Ceri Lawrence Occupational Therapy Assistant: “It gives people a meaningful occupation … [for] people who’ve lost the ability to do the things they used to enjoy … giving people a new chance, a new hobby and it’s an occupation they can do here as a group or elsewhere as a group or solo.”

These are all interesting points which I think are true of my own hobby enjoyment of making and painting figures for tabletop gaming.
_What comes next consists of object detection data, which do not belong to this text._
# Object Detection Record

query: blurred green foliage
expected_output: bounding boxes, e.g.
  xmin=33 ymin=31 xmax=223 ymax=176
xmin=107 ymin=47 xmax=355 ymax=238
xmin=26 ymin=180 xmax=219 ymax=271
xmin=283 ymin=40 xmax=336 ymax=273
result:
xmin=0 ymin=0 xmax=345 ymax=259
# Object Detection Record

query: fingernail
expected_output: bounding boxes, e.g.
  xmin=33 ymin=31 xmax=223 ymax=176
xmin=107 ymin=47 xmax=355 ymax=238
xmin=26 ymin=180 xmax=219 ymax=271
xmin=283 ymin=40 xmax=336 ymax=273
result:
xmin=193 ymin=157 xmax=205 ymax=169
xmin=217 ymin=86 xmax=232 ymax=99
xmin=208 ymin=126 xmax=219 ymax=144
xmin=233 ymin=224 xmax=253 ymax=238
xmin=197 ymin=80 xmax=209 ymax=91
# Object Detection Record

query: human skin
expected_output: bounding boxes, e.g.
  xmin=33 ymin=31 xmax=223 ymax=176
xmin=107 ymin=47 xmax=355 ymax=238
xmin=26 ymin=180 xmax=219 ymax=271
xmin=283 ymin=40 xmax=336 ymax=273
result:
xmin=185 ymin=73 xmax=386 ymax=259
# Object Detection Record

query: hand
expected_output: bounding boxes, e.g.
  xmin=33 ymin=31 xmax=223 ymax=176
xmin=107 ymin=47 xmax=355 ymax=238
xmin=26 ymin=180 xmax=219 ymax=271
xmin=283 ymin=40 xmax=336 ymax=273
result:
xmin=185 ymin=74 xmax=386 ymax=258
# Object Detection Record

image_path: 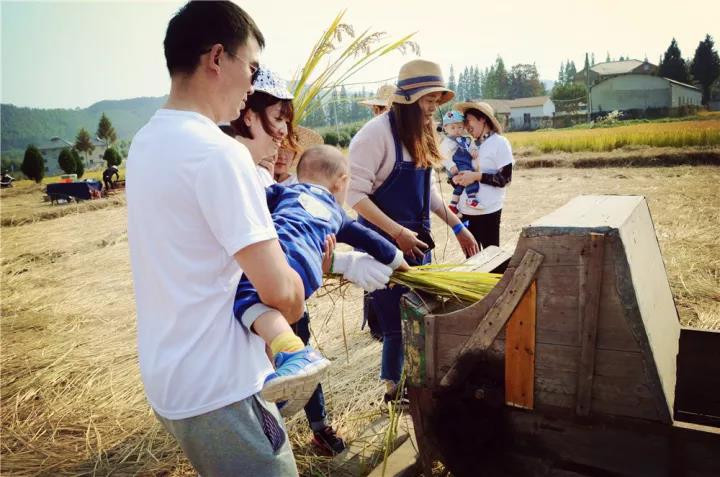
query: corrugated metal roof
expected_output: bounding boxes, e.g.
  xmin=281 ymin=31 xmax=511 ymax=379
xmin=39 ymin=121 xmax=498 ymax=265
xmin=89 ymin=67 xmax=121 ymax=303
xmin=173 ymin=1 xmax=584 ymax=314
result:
xmin=35 ymin=136 xmax=105 ymax=150
xmin=478 ymin=99 xmax=511 ymax=114
xmin=590 ymin=60 xmax=643 ymax=76
xmin=510 ymin=96 xmax=550 ymax=109
xmin=663 ymin=76 xmax=702 ymax=91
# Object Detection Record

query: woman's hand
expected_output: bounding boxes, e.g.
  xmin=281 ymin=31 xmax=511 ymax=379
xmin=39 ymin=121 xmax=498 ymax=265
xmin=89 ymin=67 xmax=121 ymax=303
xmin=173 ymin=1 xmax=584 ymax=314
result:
xmin=455 ymin=227 xmax=480 ymax=258
xmin=393 ymin=226 xmax=428 ymax=260
xmin=453 ymin=171 xmax=482 ymax=187
xmin=322 ymin=234 xmax=337 ymax=273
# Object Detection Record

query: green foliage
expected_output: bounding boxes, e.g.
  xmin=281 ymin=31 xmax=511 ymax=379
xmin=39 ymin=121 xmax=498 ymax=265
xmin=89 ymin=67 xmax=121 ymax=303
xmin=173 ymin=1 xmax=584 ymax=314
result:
xmin=0 ymin=97 xmax=167 ymax=154
xmin=95 ymin=113 xmax=117 ymax=144
xmin=58 ymin=148 xmax=77 ymax=174
xmin=508 ymin=64 xmax=545 ymax=99
xmin=75 ymin=128 xmax=95 ymax=154
xmin=658 ymin=38 xmax=690 ymax=83
xmin=103 ymin=147 xmax=122 ymax=167
xmin=690 ymin=35 xmax=720 ymax=104
xmin=20 ymin=145 xmax=45 ymax=184
xmin=291 ymin=11 xmax=420 ymax=124
xmin=323 ymin=131 xmax=339 ymax=146
xmin=70 ymin=148 xmax=85 ymax=179
xmin=551 ymin=83 xmax=587 ymax=112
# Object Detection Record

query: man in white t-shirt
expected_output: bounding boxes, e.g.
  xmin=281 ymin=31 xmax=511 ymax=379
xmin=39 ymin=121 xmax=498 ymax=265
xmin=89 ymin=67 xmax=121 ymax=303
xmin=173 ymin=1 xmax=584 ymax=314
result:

I have no mental health issues (so far) nor the black dog or PTSD but I have friends and acquaintances who have and I can see how modelling or other hobbies would help.

This concentration aspect sounds much like the well-being and mindfulness focus etc from the “colouring book” craze a year or two back.

In some ways, it’s nothing new, as in the past and today, gardening for example has been used as therapy – horticultural therapy  – such as the UK charity Gardening Leave (2007-2015) Walled gardens worked well for many veterans as  the  garden walls provided  a place of safety for veterans – many of whom suffered from hyper-vigilance and found open spaces difficult.

This form of “Social prescribing” for depression, isolation and anxiety such as joining a walking or sports group is now increasingly practised in the NHS.

Toy making using carpentry seem to have fulfilled this role during and after WW1 such as the Lord Roberts workshops and also this discharged veteran here:

I probably still have (somewhere) in my varied collection at home a WW2 era needlework pattern used with convalescent Troops in  WW2. Similarly an altar piece for St Paul’s made in WW1 by recovering veterans has recently been restored and displayed as part of the 1914-18  Centenary.

Whatever your hobby or hobby blog,  I hope it brings you peace, relaxation,  focus and satisfaction at whatever time scheme you set out. No rush …

Blog posted by Mark Man of TIN 2nd of June 2019.